Andy Jervis (pictured), Dante Peters and Martin Strutt discuss various methods of cutting unnecessary business costs.
Director, Chesterton House Financial Planning
Our productivity took a big step forward several years ago when we started recording time spent on clients’ affairs. We were shocked to find how much time, and therefore cost, was being spent in preparing and holding regular review meetings.
One of our primary concerns was that different financial planners were happy to create their own little sub-systems around our process, meaning that we were not only continually reinventing the wheel, but also delivering wheels in many different shapes. This issue has come to the fore over the past two years as we have assimilated two other practices into our business.
Trying to get experienced, headstrong and independently minded planners to agree on common processes can be worse than pulling teeth, but we have seen a number of efficiency gains as we have managed to hammer out processes on which all of our team can agree.
Being more time efficient
Perhaps the most significant issue that arose from our analysis of recorded time was the amount of time and effort being put into one-off transactions or queries that arose in between our normal client meetings. Rather than seeking to respond to client queries immediately, our starting position is now to ask whether this is something that can be put on the next meeting agenda, the date of which has typically already been agreed. Obviously there are some things that cannot wait for attention, but it is surprising how few these are if you stop to ask the question.

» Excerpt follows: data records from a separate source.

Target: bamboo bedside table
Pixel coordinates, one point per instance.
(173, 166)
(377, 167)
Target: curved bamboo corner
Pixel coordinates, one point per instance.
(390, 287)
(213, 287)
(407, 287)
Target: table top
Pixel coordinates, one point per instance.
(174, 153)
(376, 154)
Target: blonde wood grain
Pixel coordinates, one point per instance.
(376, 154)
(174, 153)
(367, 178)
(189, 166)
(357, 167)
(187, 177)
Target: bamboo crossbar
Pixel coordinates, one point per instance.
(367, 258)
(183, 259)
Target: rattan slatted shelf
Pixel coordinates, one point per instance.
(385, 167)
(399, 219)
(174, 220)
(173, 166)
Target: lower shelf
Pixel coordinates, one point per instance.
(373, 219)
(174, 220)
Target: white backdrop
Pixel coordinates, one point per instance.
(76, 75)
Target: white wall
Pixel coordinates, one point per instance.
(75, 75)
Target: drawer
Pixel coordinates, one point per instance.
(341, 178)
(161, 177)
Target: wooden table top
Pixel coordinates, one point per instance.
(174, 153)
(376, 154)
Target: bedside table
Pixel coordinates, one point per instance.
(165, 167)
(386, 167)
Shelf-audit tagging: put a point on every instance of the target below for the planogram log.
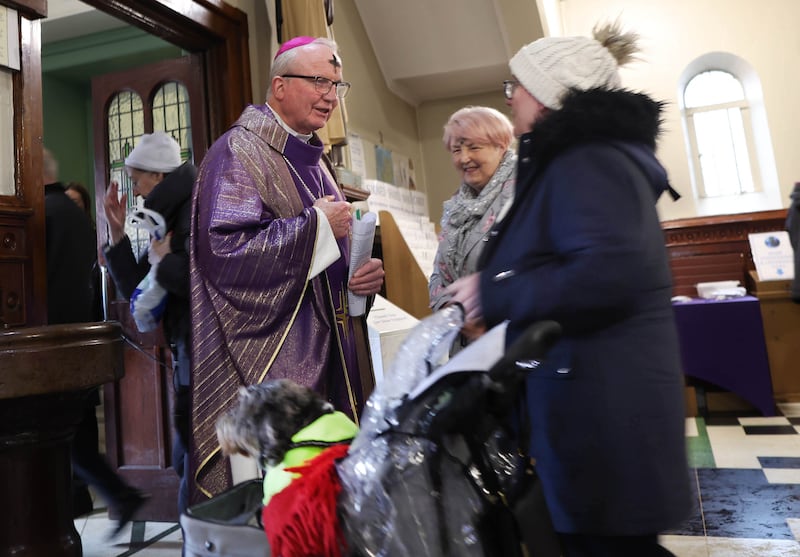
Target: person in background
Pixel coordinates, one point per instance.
(78, 193)
(270, 256)
(582, 245)
(71, 253)
(165, 182)
(479, 140)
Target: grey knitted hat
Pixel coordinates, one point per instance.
(155, 152)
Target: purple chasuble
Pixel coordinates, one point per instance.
(255, 316)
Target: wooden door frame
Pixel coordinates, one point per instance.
(212, 28)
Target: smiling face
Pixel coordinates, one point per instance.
(525, 110)
(476, 160)
(296, 100)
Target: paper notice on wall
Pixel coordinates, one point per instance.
(773, 255)
(9, 39)
(360, 252)
(358, 164)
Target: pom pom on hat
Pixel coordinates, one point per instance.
(155, 152)
(294, 43)
(550, 67)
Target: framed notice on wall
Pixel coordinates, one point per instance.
(9, 38)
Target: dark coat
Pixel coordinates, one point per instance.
(172, 199)
(793, 228)
(71, 247)
(583, 245)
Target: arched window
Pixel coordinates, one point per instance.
(125, 125)
(126, 116)
(727, 136)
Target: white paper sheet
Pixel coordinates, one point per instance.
(360, 252)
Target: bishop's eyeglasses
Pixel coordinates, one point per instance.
(323, 85)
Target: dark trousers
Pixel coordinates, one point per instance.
(580, 545)
(91, 467)
(182, 422)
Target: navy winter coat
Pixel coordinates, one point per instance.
(583, 245)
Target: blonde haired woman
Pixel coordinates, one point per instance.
(479, 141)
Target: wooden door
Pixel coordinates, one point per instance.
(166, 96)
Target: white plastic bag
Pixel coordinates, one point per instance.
(148, 302)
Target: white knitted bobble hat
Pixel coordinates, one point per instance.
(550, 67)
(155, 152)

The key is to be clear about client expectations and to explain the consequences of actions. Over time, clients can be trained to work in a way that is better for them and significantly more time efficient.

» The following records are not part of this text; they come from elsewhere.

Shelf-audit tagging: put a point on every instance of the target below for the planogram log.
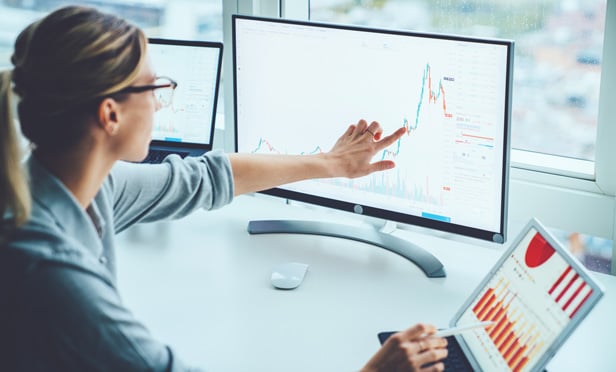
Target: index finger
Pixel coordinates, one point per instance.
(417, 331)
(388, 140)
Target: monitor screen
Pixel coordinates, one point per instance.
(195, 66)
(298, 86)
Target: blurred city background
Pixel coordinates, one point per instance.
(557, 58)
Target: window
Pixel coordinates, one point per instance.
(555, 118)
(557, 61)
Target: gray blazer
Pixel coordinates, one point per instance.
(59, 305)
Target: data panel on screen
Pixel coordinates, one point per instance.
(195, 68)
(298, 85)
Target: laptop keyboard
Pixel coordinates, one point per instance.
(456, 360)
(157, 156)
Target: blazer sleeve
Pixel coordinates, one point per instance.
(170, 190)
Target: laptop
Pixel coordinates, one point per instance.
(537, 294)
(186, 127)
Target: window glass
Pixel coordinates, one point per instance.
(557, 59)
(177, 19)
(181, 19)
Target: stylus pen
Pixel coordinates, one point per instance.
(462, 328)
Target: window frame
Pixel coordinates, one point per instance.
(569, 194)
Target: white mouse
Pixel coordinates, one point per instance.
(288, 275)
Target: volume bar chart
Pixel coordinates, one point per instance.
(516, 340)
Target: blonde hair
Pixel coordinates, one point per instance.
(64, 65)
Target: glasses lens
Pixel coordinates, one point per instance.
(164, 95)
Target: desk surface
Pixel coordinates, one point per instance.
(201, 285)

Director, Magus Wealth Management
We have always used technology as much as possible as a way of driving down costs.
We have done a cost saving exercise in the past, and the result was that we now have a remotely hosted server. We used to have three servers in our office, but the expense added up. We had one server for one function and one for another.
These servers also took up extra square footage we needed to buy for our office when we did not have to. Now the data is remotely housed. We do not have to worry about hiring IT engineers now either.
The hosting cost is £100 a month per user, and it is done by hiring a rack at a business in Canary Wharf. The costs make more sense for a smaller firm such as ours, which has 10 people. If we had more than 50 employees, for example, then remote hosting would become less cost-efficient because we would have to keep increasing the servers. Smaller firms also gain the disaster recovery capability of a larger company.
Another cost-saving trick is to be clever about software licences. You do not need to have a user licence for every staff member if they are not always in at the same time or using the same software at the same time. I have eight staff and most of them are only here some of the time.
We use shared desktops, meaning we can work with others both inside and outside the office quickly. We also use Skype, which is free, for all our communications, rather than a telephone.
Managing director, Collingbourne Wealth Management
We share ideas, investment strategies and marketing literature with other advisers. We pool ideas, so I would not call it simply a cost-saving exercise. What it means is not having to put as much time and effort into finding information and research, or not paying an agency for such information when it can be obtained from other advisers.
Working as the sole IFA at a firm can be a lonely business, so forming these pools helps psychologically as well as financially. In isolation, it is harder to get an idea of what works well and what does not.
The sorts of things I spend money on are technology, data services and research suppliers. Ideally I would like all of these things to be useful, but that is not always the case.
Over time you accumulate subscriptions to various companies. I had around 10 after a year or two of running the firm, but you need to make sure they are still useful to your business. It is the nature of businesses to change, so make sure you are not paying for anything you do not need any more.
Just because you see yourself as a new model adviser, do not just button yourself down. You need to constantly review.
If you want to start sharing resources, you have to be clear about what your objectives are and then only work in terms of having this common objective. Otherwise it will not work.
An example of where I have partnered with a business that is highly aligned to my own is my paraplanner. I share a paraplanner with another firm, but only because we share the same basic proposition. The paraplanner is based in my office, but using technology they are able to switch seamlessly between my clients and the other firm’s clients, while preserving confidentiality. The other firm is hundreds of miles away, but we each pay half the paraplanner’s salary.